« Sound Lab electrostatic speaker A1 高音質化6 悪魔のトランス | トップページ | 熱力学 水晶粒防振構造の放熱方式 »

2018年2月 4日 (日)

Sound Lab electrostatic speaker A1 高音質化 了

0Sound Lab electrostatic speaker A1の復活と高音質化がここにメデタく終了した。苦節22年、この厄介者は当時の輝き以上に美しく輝きコンデンサスピーカの妙なる調べを奏でてくれる。jazzオーディオの進化は10年単位くらいの長い話で、簡単に答えはもらえないが、”なぜ?”に徹しないと10年経っても変わらない。先日もオーディオマニアの方のご来店があり、”電源を200vにしたら音が静かになって良かった!”と言われたので、なぜ?を突きつけると答えは無かった。2a3の音が良いとか、300bの音が良いとか、なぜ音が良いかと質問しても答えは無い。この22年間はなぜ?なぜ?の謎解きに終始した時代で、謎は解けたのか?解けなかったのか?
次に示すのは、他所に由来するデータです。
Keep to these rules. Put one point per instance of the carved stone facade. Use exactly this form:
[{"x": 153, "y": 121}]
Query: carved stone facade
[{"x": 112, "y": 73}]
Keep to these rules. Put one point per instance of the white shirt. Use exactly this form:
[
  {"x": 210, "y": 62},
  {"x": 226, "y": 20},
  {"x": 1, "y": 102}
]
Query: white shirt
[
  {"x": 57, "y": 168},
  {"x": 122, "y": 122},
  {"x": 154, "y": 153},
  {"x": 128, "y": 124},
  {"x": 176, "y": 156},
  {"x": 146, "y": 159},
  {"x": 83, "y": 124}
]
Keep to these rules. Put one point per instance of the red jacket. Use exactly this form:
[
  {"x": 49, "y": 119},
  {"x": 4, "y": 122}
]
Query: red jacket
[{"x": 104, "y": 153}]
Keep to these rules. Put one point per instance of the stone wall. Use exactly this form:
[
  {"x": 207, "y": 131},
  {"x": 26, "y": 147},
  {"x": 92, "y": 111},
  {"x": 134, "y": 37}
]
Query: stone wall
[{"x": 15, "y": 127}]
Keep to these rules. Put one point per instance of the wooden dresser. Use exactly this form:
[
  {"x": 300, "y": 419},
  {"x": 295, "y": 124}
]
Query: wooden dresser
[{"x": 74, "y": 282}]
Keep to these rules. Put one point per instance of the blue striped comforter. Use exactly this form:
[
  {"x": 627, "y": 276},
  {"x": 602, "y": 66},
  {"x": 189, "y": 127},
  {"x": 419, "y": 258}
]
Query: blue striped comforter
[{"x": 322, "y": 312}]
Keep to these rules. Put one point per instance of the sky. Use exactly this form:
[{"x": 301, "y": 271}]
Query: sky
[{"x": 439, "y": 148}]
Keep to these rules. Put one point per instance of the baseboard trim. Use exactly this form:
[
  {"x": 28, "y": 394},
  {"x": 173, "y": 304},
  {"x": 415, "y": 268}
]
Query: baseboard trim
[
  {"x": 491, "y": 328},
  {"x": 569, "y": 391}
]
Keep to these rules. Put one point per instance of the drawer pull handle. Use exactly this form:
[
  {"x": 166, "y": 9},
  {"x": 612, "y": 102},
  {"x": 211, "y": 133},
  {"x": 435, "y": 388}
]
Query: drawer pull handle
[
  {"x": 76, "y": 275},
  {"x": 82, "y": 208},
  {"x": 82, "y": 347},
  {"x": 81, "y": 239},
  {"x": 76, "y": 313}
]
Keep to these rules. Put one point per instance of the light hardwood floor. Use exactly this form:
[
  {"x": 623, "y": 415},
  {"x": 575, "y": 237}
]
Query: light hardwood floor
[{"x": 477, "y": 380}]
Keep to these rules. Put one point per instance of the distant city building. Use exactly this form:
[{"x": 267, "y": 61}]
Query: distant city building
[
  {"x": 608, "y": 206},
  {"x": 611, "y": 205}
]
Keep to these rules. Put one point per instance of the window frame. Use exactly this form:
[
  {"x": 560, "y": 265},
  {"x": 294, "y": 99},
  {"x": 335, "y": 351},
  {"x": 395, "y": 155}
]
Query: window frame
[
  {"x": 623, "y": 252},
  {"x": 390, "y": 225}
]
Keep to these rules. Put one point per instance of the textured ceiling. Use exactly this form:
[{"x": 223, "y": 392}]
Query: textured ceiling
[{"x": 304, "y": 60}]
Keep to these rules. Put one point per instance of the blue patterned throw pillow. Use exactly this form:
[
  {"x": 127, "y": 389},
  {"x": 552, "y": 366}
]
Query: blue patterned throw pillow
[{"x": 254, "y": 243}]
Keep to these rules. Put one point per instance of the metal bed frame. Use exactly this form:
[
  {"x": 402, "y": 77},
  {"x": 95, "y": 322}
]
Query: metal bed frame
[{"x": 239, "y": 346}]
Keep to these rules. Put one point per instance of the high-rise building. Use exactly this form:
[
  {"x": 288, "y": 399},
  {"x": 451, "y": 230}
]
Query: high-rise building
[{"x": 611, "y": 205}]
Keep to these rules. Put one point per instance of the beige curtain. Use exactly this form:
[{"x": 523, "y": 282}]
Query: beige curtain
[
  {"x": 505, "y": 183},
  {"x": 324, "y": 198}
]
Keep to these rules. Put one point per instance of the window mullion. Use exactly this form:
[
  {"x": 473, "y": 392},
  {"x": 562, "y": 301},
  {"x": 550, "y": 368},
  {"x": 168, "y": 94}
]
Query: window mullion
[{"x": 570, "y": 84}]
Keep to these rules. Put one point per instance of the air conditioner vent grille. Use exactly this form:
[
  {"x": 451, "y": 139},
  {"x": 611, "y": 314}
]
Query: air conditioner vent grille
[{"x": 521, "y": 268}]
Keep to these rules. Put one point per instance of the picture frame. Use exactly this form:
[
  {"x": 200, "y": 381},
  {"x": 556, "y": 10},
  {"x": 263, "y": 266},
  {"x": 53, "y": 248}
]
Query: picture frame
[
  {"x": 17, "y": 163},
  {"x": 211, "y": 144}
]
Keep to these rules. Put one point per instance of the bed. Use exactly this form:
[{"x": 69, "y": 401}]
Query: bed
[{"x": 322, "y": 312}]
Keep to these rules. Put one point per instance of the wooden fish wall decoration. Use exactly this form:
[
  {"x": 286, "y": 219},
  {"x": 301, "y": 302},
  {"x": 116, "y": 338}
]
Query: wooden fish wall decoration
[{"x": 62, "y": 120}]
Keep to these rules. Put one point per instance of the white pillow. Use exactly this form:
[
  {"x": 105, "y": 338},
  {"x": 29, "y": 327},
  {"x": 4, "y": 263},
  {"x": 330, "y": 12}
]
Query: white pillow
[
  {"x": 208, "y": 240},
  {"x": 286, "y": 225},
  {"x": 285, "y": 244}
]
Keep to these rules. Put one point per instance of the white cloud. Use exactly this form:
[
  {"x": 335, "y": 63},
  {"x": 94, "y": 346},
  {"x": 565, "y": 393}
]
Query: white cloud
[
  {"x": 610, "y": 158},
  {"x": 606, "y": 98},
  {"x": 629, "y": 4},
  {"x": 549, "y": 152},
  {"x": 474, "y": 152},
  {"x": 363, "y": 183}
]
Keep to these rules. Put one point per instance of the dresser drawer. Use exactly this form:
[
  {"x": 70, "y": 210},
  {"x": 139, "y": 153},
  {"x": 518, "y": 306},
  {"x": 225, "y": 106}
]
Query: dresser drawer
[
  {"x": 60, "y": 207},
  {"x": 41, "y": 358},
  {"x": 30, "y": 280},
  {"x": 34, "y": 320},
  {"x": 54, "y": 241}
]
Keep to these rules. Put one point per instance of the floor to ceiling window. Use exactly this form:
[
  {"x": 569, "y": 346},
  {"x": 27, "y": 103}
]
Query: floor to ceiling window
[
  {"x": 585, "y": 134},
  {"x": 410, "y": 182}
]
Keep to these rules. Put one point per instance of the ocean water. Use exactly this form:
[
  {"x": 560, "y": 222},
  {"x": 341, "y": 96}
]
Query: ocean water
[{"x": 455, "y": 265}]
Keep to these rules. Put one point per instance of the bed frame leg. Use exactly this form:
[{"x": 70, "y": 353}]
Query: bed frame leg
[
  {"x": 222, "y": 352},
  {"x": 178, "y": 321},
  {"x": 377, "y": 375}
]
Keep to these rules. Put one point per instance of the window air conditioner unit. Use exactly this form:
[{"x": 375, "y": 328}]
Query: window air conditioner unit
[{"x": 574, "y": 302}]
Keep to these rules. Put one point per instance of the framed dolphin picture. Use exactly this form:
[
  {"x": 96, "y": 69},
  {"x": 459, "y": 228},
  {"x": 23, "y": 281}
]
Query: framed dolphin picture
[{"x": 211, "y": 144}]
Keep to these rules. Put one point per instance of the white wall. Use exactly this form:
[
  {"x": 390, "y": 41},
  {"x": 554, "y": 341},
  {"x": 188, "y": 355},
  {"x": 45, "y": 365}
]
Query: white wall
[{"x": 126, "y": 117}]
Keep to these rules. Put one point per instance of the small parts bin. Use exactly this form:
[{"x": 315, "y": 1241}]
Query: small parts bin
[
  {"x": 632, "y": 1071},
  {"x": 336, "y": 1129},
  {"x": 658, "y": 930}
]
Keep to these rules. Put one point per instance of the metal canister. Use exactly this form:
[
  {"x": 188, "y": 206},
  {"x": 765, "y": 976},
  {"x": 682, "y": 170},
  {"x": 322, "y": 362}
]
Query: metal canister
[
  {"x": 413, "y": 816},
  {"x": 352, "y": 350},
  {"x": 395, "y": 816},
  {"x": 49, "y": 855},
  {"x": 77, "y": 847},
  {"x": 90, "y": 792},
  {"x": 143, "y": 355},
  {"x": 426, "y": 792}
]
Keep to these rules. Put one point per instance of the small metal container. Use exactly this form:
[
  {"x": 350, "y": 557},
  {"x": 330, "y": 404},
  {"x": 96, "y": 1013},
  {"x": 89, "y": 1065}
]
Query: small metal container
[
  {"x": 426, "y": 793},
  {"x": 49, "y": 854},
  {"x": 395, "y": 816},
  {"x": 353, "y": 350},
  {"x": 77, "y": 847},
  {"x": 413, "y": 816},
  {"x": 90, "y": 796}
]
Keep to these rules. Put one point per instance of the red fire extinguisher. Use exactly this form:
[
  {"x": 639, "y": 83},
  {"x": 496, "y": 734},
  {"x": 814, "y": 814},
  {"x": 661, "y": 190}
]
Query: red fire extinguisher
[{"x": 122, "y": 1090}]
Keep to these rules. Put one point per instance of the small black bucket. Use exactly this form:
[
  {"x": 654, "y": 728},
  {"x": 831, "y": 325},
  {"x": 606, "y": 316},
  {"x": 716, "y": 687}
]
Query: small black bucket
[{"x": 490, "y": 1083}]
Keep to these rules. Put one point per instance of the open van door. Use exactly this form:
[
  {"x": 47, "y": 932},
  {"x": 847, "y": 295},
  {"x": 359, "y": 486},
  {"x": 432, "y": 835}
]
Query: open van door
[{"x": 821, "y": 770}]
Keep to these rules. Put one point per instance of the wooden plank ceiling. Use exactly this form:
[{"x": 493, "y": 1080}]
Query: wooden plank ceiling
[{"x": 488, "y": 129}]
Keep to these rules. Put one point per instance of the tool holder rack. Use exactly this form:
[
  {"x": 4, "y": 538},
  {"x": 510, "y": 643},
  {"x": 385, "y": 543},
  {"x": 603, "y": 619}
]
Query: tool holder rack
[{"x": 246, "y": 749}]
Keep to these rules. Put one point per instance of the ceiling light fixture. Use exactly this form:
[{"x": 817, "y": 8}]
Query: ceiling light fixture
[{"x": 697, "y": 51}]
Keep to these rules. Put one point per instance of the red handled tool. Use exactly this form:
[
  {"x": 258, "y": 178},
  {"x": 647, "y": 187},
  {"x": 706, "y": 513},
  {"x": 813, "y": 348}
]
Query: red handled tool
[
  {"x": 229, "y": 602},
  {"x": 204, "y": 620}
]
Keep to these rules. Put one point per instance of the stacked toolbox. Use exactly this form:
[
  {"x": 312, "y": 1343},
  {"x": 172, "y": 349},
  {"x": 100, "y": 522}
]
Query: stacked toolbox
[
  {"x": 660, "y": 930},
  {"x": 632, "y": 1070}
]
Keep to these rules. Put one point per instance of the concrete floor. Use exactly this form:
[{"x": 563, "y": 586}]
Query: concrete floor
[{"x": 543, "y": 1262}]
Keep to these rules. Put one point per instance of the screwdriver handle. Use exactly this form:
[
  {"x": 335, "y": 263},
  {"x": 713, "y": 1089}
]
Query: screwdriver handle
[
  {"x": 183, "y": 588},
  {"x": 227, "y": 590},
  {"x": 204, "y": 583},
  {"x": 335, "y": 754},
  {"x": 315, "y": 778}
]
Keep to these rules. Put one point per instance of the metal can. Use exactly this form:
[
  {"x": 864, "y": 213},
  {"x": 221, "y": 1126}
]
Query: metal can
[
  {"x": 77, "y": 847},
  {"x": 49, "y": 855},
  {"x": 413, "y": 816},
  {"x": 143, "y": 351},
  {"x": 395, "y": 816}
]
1_2アムクロンのパワーアンプの高音質化で、水晶粒を充填する筐体が必要になる。エンチョーへ出向いてmdf板を切り出しするのも面倒で、50のラインアンプ箱を切断して準備した。

2_2スピーカ端子はofcΦ16mmから手作りしたものが3個ありこれを使う。マイナスは左右共通にして3個でまかなう。

3_3筐体のリアパネルは左からカルダスのrcaジャック、ofcΦ16mm純銅端子、純銅iceインレットとなる。

4_2基板の改造1、内部アッテネータは音が悪いので短絡して使用しない。黄色丸印2箇所ショート。

5_2基板の改造2、電源トランスのサーモスタットスイッチは使用しないので短絡する。


6クラウンマークの電解コンデンサを撤去、代わりにフィルムコンデンサを付ける。後方のフィリップス電解コンデンサがメインとなる。


9筐体のアッテネータの位置が配線上まずくて右端へ移動し元々の位置はメクラを付ける。


7これにて準備が完了して配線作業へと移る。線材はモガミの2516と2515の2種類を使う。

8配線を始めるが明け方には完了してしまい、ワンボードパワーアンプの威力を実感する。底部には中目の水晶粒が充填してある。基板の防振は裏側まで水晶粒に接触させることが重要で、表面だけで終わらせない。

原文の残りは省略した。